Robert Graves, por ejemplo, ha reconstruido todo un mundo pagano, y el logro conseguido lo es de tal manera y con tal hondura que resulta intercambiable con las viejas leyendas o la vieja poesía griegas y la vieja historia romana. Pero Graves nos habla de aquellos hombres y de aquellos dioses; Miró, sin embargo, nos cuenta historias españolas y católicas, y cuando nos muestra su cañamazo, comprobamos que son paganas. Incluso en las Figuras de la Pasión del Señor sólo hay paganismo. Jesús mismo se asemeja a un joven y hermoso dios pagano o a algún filósofo platónico que contestaba en griego al gobernador, llamando la atención de la corte de éste con su pronunciación muy singular.

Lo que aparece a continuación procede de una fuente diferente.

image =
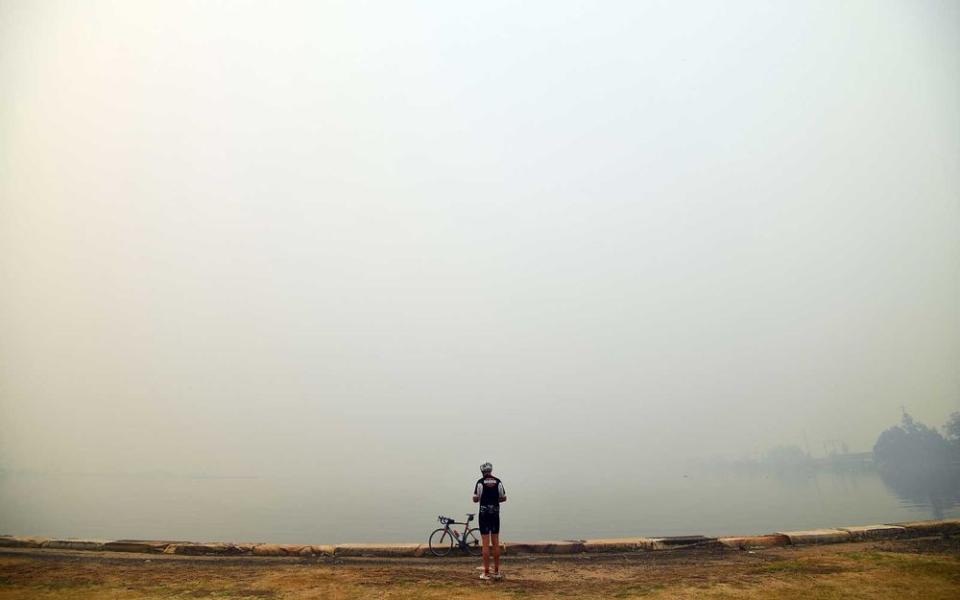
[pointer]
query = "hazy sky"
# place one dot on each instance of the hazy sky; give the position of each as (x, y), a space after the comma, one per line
(252, 237)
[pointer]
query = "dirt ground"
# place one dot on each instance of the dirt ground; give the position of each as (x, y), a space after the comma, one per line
(927, 569)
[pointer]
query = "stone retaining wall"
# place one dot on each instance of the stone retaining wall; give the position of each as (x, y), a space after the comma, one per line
(816, 536)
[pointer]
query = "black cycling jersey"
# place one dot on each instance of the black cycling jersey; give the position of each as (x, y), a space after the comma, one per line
(490, 489)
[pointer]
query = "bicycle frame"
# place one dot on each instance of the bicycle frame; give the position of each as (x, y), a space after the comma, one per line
(460, 536)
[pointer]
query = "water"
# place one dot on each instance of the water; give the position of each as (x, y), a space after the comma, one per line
(162, 506)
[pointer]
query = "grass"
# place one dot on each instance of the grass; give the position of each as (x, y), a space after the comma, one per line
(859, 571)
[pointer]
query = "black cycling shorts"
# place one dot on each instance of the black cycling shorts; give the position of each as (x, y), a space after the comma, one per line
(489, 523)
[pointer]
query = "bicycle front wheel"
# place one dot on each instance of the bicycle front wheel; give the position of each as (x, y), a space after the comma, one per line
(441, 542)
(473, 542)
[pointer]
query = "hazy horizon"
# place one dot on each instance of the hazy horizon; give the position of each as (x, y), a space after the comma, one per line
(362, 242)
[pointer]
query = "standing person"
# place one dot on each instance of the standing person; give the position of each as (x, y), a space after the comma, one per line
(489, 493)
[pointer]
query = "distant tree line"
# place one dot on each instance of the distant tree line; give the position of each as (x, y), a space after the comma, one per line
(913, 445)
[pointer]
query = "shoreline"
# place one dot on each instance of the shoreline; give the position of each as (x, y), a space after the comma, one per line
(876, 532)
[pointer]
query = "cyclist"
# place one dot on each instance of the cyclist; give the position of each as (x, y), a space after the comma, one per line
(489, 493)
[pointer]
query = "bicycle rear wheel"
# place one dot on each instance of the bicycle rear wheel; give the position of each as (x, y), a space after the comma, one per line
(474, 542)
(441, 542)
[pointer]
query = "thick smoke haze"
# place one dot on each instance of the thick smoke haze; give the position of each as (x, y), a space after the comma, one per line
(342, 241)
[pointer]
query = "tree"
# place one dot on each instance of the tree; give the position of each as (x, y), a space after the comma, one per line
(786, 456)
(911, 445)
(953, 428)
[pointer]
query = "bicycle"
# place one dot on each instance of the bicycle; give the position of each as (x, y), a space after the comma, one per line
(442, 539)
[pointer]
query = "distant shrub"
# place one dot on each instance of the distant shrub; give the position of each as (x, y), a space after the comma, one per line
(911, 445)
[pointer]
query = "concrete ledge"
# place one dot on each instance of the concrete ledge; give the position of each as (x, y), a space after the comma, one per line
(817, 536)
(384, 550)
(283, 550)
(73, 545)
(944, 527)
(755, 541)
(680, 541)
(147, 546)
(566, 547)
(636, 544)
(874, 532)
(12, 541)
(617, 545)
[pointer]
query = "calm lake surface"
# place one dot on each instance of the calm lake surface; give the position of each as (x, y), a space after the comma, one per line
(297, 510)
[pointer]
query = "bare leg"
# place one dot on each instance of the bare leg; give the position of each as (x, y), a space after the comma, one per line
(486, 552)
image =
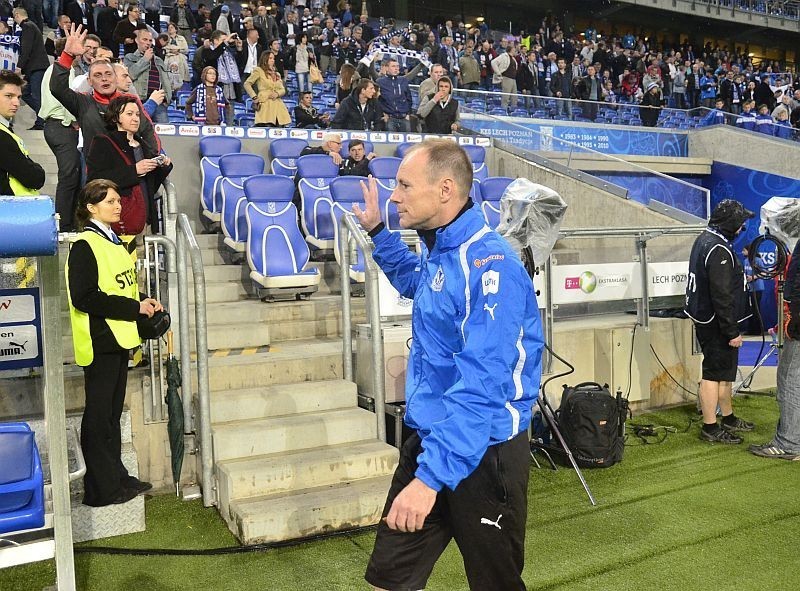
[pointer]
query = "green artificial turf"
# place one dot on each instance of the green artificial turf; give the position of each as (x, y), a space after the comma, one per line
(681, 515)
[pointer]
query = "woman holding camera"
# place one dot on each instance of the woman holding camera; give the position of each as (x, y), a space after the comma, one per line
(121, 156)
(104, 306)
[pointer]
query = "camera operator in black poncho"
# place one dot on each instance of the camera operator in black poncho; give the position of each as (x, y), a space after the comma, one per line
(716, 301)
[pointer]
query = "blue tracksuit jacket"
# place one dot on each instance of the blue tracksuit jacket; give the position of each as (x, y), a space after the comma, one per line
(475, 362)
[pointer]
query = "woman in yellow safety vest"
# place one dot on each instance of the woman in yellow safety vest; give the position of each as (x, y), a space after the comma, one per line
(104, 304)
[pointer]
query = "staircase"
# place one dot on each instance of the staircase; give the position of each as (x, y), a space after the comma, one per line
(294, 454)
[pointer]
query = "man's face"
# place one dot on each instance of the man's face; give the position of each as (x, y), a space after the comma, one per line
(9, 100)
(144, 40)
(357, 152)
(90, 46)
(102, 79)
(418, 200)
(123, 78)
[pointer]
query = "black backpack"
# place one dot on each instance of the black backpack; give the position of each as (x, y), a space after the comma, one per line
(592, 422)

¿Y acaso no da así Miró la clave de una cierta España? ¿Y no nos suministra la hosca pintura de la otra España, la que le rechaza? Los personajes de Miró, incluso los braceros o sepultureros miserables, son hombres mansos como Eumeo, el porquero de la Ilíada, o pastorcillos de églogas y hasta los hombres más violentos son pintados para que revelen la ferocidad de su corazón a través de sus costumbres ocultas, como la de chamuscar a los ratoncillos de sacristía o la de pintar blasones y revolver papeles heráldicos, en vez de mostrárnoslos en épicas luchas de cruzados. Todos son civilizadísimos y pulcros. No hay tremendismo ni chafarrinones en la obra de Miró, aunque haya historias tremendas y sufrimiento y sangre. ¿Por esta ausencia es rechazada? La literatura española parece haber odiado la estética tanto como su pintura el refinamiento, pero esto ha sucedido únicamente porque también en el arte y en las letras, exactamente como en la vida política o religiosa, nuestra historia ha sido siempre la que ha dictado la voz predominante y vencedora.

Pero Miró está ahí. España no es sólo Castilla, y el obispo leproso no es Cisneros, desde luego, o los caballeros de Oleza no son los nobles de Avila, jansenistas de talante avant la lettre que cruzan muy apariencialmente por nuestro teatro, por ejemplo, y que sólo más tarde le hicieron las más íntimas confidencias a Henry de Montherland. Y Miró nos pinta a esa otra España, pero también, como decía, nos ilumina esta otra loca y miserable, que va desde El lazarillo hasta Baroja o Azorín y los aguafuertes más modernos. Cien años después de su nacimiento, Gabriel Miró puede ser entendido y amado como no lo fue nunca mientras vivió, y durante toda esta gran purga a que le han sometido los centros de decisión literaria que podan y arrancan a su antojo y con no mayor acierto, desde luego, que como se hizo la purga de la biblioteca quijotesca. Cien años después de su nacimiento, y a los 49 de su muerte, leemos, por ejemplo: «Y una tarde de febrero, de oro pálido y tibio, estando don Arcadio dirigiendo la poda de un durazno de su huerto, sintió que el aire vibraba de alaridos de cuervo, de bocinas y caracolas. Eran los avisos de que el gavilán de Berna había agarrado la paloma», y no tenemos más remedio que pensar en algunos versos quizá incluso funerarios de la colección palatina de poetas griegos, y concluir: pues también es ésta el alma de España. Pero también es lógico que, por esto mismo, quien la descubrió y nos la entregó así tuviera que andar dando tumbos de una oficina para otra para malvivir y que sus libros no fueran nada en aquella España fácil y ligera, idiota y esperpéntica de la restauración canovista o que no lo sea tampoco en esta otra de nuestros días.

Encontrará siempre, sin embargo, a unos lectores fieles porque Miró es uno de esos viejos autores que fabrica sus propios lectores en vez de encomendar una tarea así al marketing: fieles como Penélope a Ulyses y que esperan el olor y los colores, los tactos y las melancolías de sus libros.